Verge Genomics dosed its first patient in a Phase I trial studying VRG50635, while Stealth Bio’s SBT-272 was granted Orphan Drug designation by the FDA.
As the ALS space rides the momentum from the recent approval of Amylyx’s Relyvrio, Verge Genomics and Stealth Biotherapeutics are each moving forward in early-stage clinical trials.
Verge Moves AI-Powered Therapeutic into Human Trials
Verge Genomics has dosed its first subject in a Phase I trial studying VRG50635, a therapeutic discovered through its AI-powered platform, the company announced Monday.
VRG50635 is a small molecule inhibitor of PIKfyve, a therapeutic target for ALS discovered by Verge’s proprietary platform, CONVERGE. CONVERGE is powered completely by AI and uses RNA, DNA and protein profiles to pinpoint new targets in CNS diseases.
Jane Rhodes, chief business officer at Verge, told BioSpace the company’s AI platform differs from others in that it uses human tissue instead of animal models.
“We use machine learning to map the complex causes of disease and develop those insights into proprietary drug candidates on our internal biology and chemistry platforms,” Rhodes said.
In a press release, Alice Zhang, CEO of Verge, touted the company’s ability to move the therapeutic into clinical trials in just four years.

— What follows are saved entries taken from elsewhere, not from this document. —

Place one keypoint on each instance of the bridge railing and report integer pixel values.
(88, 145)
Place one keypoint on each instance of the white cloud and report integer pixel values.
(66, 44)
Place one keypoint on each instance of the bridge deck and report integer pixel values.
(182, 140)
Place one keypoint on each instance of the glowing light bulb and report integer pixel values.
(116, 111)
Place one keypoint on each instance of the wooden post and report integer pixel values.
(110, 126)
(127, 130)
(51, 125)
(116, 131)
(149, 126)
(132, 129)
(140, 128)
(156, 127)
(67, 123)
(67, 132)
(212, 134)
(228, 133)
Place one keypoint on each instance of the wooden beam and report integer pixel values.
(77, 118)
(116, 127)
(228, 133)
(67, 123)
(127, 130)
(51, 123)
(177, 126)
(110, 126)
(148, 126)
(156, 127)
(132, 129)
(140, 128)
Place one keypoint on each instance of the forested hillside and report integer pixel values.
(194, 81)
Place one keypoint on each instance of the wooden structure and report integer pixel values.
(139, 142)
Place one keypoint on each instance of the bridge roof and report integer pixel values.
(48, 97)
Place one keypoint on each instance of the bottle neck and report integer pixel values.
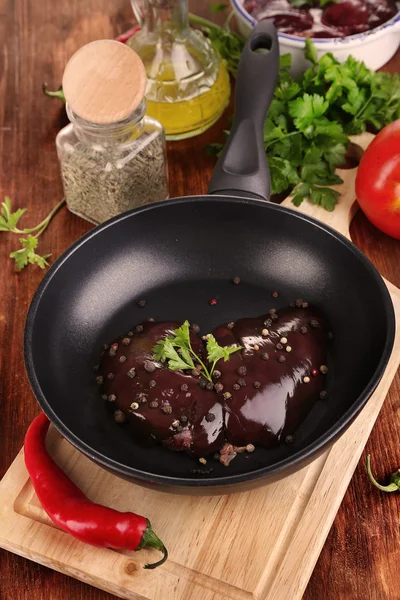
(163, 17)
(110, 134)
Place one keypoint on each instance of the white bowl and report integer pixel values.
(374, 47)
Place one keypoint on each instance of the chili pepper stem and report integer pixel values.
(151, 540)
(391, 487)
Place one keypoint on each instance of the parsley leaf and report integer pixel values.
(218, 7)
(27, 255)
(178, 351)
(215, 352)
(9, 220)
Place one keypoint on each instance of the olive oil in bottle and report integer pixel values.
(188, 84)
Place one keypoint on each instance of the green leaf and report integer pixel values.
(175, 360)
(283, 175)
(27, 255)
(218, 7)
(215, 352)
(310, 51)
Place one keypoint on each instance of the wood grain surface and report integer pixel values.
(362, 553)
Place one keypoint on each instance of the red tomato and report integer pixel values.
(378, 180)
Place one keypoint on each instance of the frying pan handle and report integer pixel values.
(242, 168)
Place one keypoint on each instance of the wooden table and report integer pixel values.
(360, 560)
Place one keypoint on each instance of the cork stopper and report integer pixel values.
(104, 82)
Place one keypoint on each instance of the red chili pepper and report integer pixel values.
(69, 508)
(124, 37)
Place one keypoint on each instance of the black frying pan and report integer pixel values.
(177, 255)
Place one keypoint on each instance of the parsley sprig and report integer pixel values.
(27, 254)
(306, 133)
(177, 351)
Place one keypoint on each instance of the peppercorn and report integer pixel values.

She said this achievement “offers clear proof” of Verge’s commitment to the space and is a “leading indicator” of the potential of tech-enabled drug discovery.
This is only the start of the company’s plan to develop a robust clinical pipeline based on a human-to-human rather than an animal-to-human approach, she added.

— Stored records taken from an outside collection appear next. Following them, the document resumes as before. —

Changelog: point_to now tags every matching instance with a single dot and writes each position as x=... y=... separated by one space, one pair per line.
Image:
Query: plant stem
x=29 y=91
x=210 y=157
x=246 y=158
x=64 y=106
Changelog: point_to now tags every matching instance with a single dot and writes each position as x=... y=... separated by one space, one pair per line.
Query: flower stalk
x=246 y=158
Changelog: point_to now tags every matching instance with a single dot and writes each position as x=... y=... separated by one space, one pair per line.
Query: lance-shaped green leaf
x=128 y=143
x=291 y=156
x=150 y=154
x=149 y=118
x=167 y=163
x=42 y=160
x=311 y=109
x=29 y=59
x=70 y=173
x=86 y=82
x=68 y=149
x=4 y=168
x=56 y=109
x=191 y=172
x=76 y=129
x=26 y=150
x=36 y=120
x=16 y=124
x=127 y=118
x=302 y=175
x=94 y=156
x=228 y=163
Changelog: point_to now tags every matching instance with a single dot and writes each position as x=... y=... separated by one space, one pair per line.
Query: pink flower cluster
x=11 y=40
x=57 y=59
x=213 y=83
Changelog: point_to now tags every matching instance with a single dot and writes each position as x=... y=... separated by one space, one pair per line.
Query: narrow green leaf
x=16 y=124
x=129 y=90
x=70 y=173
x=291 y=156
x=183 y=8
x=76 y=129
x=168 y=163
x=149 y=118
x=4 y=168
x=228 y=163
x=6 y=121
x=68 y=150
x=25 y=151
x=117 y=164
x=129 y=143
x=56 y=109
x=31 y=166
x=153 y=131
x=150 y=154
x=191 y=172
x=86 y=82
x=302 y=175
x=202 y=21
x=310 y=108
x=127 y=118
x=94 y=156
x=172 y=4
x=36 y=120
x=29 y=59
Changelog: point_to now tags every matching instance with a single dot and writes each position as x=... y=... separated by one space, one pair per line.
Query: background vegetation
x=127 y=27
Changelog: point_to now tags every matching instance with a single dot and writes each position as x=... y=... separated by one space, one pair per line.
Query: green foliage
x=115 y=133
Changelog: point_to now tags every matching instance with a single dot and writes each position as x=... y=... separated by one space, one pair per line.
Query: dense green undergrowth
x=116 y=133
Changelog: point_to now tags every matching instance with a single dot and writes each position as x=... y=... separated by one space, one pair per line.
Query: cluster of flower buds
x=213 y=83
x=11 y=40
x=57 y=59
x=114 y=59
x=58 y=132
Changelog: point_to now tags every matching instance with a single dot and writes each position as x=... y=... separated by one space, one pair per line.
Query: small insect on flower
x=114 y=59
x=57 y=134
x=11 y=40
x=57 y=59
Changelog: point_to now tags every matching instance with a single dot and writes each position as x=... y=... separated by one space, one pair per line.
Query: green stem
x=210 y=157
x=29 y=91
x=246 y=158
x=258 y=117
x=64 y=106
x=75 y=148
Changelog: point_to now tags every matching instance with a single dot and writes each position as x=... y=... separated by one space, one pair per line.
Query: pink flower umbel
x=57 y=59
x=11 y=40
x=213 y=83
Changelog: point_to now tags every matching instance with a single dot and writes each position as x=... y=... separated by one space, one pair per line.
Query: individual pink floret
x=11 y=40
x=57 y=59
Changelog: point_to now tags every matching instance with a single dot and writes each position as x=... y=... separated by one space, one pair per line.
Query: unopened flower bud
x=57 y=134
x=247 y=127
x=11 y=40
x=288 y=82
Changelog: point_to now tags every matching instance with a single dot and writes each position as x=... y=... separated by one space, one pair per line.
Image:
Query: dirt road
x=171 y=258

To that end, Rhodes told BioSpace that in addition to ALS, Verge is working on “a dozen breakthrough opportunities” in diseases with “no effective treatments to date,” like Parkinson’s disease and frontotemporal dementia.
Stealth Bio’s SBT-272 Granted Orphan Designation
Stealth Bio’s ALS therapeutic, SBT-272, has been granted Orphan Drug Designation by the FDA, the company announced Tuesday.
The designation was based on positive Phase I data in which SBT-272, a small molecule designed to restore mitochondrial function, showed promise in patients with ALS.
Preclinical data on SBT-272 will be presented Tuesday at the Northeast Amyotrophic Lateral Sclerosis (NEALS) conference in Clearwater, FL.
The therapeutic targets mitochondria in upper motor neurons that are diseased with TDP-43 pathology, according to Hande Ozdinler, Ph.D., associate professor of neurology, Feinberg School of Medicine, Northwestern University. TDP-43 has previously been identified as a major pathological protein that drives neurodegeneration in ALS.
“This also provides neuroprotection and reduces neuroinflammation in the motor cortex of a TDP-43 model of ALS”, Ozdinler said, adding that there is “compelling support” for the therapeutic’s potential to target mitochondria in ALS.
Like Verge, Stealth Bio indicated in its announcement that it plans to evaluate the drug in other neurodegenerative diseases of mitochondrial dysfunction.
SBT-272 has demonstrated mitochondria-protective and neuroprotective effects in models of ALS, FTD, alpha-synucleinopathy, Huntington’s disease and ischemic stroke, according to the company.